Der Glaube wird also zum entscheidenden Begriff des Kircheseins und damit auch des Dazugehörens zur Kirche. Wer glaubt, der gehört dazu. Wer nicht glaubt, eben nicht. Aber Richter über den Glauben kann niemand sein als Gott allein. Nicht einmal ich selbst.
Der Glaube aber unterliegt durchaus unterschiedlichen Ausformungen und Lebensweisen. Das heißt für die Kirche, dass sie sich darum mühen muss, für diese unterschiedlichen Menschen einen Platz in ihr zu finden und sich offen zu zeigen, ohne diese Grundlage des Glaubens zu verleugnen. Die Kirche muss immer wieder deutlich machen, dass und wie der Glaube an Jesus Christus etwas mit dem Leben der Menschen zu tun hat. Die Anforderungen sind gewaltig. Das macht der Blick in die Gesellschaft klar.

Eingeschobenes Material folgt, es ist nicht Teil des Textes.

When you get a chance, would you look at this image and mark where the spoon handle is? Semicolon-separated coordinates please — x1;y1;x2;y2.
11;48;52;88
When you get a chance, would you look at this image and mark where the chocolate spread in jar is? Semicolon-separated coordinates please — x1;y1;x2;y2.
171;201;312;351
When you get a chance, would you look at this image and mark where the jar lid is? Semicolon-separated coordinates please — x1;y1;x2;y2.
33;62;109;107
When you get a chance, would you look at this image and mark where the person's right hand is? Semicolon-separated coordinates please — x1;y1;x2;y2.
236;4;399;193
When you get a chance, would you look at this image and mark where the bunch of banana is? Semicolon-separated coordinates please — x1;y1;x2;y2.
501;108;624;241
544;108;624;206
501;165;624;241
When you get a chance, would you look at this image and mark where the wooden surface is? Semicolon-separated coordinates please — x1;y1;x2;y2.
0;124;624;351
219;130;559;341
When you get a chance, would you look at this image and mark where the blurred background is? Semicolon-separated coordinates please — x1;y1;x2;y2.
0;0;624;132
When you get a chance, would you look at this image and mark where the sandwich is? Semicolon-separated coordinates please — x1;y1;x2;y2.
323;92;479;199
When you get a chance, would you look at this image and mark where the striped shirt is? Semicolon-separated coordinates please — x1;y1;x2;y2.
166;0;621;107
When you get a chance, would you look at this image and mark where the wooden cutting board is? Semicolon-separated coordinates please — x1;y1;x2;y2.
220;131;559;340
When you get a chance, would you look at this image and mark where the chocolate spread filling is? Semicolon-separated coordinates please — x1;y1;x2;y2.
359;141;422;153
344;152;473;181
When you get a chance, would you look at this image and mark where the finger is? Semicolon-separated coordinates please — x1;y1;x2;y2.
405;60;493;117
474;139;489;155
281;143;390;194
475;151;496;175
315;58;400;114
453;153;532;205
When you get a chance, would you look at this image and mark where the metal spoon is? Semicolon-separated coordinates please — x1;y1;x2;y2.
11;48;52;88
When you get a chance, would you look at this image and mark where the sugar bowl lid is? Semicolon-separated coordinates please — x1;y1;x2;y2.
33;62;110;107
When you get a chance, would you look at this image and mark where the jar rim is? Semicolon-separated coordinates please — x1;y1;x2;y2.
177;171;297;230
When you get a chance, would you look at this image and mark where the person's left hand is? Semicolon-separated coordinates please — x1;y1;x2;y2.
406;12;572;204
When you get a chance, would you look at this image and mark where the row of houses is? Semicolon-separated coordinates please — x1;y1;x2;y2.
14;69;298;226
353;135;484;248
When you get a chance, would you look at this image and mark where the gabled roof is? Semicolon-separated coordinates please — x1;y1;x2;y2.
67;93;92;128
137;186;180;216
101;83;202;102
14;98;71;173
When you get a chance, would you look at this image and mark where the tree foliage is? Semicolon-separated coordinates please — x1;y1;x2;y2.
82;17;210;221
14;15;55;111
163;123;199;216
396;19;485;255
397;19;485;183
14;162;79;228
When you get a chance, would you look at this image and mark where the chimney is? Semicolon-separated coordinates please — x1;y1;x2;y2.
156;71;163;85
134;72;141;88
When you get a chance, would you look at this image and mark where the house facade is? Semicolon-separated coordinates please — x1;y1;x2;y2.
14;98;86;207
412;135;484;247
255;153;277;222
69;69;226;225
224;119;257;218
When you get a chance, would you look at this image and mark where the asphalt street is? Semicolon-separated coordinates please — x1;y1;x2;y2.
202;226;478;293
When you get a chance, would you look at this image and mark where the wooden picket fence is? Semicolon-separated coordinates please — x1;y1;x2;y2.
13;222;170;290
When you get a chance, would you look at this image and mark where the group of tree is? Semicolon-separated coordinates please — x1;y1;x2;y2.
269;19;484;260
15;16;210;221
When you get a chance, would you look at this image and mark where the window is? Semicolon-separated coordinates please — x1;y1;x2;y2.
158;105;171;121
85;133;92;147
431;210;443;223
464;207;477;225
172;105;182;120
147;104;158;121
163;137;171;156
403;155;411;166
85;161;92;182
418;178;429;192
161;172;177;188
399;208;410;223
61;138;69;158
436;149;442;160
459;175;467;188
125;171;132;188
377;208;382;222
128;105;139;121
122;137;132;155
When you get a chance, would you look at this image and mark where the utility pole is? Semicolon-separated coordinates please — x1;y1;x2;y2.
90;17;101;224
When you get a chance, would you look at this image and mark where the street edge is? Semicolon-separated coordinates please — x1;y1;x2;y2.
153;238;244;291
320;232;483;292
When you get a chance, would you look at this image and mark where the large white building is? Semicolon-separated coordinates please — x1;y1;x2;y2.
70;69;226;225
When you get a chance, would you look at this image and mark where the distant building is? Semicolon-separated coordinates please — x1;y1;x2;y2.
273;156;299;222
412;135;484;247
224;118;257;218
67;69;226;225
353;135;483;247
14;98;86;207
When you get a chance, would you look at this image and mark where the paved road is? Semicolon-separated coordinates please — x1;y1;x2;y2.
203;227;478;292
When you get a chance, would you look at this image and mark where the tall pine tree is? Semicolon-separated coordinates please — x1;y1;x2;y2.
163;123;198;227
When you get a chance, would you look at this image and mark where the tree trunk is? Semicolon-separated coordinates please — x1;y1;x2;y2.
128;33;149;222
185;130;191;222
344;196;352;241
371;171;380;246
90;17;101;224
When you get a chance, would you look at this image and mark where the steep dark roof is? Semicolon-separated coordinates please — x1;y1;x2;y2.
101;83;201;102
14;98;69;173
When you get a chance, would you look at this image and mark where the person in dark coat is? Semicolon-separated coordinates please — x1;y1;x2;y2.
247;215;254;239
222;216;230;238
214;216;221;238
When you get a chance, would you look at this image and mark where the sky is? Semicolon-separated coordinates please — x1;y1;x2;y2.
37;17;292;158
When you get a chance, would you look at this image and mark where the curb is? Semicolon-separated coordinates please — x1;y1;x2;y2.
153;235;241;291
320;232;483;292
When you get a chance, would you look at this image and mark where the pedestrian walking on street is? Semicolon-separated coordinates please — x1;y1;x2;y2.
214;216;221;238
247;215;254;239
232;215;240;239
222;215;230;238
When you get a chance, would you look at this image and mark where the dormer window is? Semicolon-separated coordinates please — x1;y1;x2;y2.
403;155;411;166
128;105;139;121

Zugleich ist es nötig, um diesem umfassenden Bild der Gesellschaft des einen Glaubens zu entsprechen, den Anspruch, ein Dach und eine Verbindung für alle Menschen zu sein, nicht fallen zu lassen. So wie die Liebe Gottes allen Menschen gilt, ist der Ort dieser Liebe für alle Menschen herzustellen und zu gestalten. Vielleicht werden gerade aus diesem Grund die Weihnachtsgottesdienste so gut besucht, weil sie eben als solche Orte erfahrbar und lebensnah sind.
Insgesamt gelingt das über das Jahr aber nur, wenn Menschen sich auch als gegenseitig bereichernd und stärkend wahrnehmen und von außen wahrgenommen werden. Das gelingt nur, wenn nicht immer weiter vereinzelt und ausdifferenziert wird. Es gibt in der Kirche nur eine Zielgruppe. Das ist die sich um das Wort Gottes sammelnde Gemeinde.
Da hat die Kirche gerade in ihrem Bewusstsein, eine Gesellschaft nicht der Welt, sondern eine Gesellschaft des einen Glaubens zu sein, die Aufgabe eines Gegenpols. Das hat übrigens auch gesamtgesellschaftlich eine hohe Funktion, weil es deutlich macht, dass eine andere Form des Zusammenlebens möglich ist.
Gelingt das nicht, haben und bekommen wir Gemeinden, die ihren je eigenen Glauben, ihre je eigene Grundlage und letztlich ihr je eigenes Gottesbild pflegen. Da ist es zur Spaltung und Trennung nicht mehr weit, weil der Schritt zum Dienst am je eigenen Gott der nächste ist.
Die Aufgabe heißt: Diejenigen, die kommen, werden angenommen. Diejenigen, die sich am Rand aufhalten, gehören dazu. Diejenigen, die sich gerade nicht zur Kirche bekennen mögen, brauchen offene Türen, durch die sie jederzeit gehen können. Diejenigen, die nichts mehr vom Glauben und der Kirche wissen, müssen eine Chance haben, ihr überhaupt zu begegnen. Diejenigen, die ihre Beziehung zur Kirche pflegen und erhalten, diejenigen, die sich ihres Glaubens bewusst sind, die also auch in ihrem eigenen Selbstverständnis dazugehören, sind dabei nicht nur in der Verantwortung das Haus des Glaubens in Ordnung zu halten, sondern haben auch die Gewähr, dass sie in diesem Haus schon geborgen, beschützt und gemeinschaftlich in Hoffnung und Liebe verbunden sind.
Das aber macht sich nicht an einem Sitzplatz im Heiligabendgottesdienst fest, sondern an dem Bewusstsein, in Gottes Gegenwart durch das Leben zu gehen.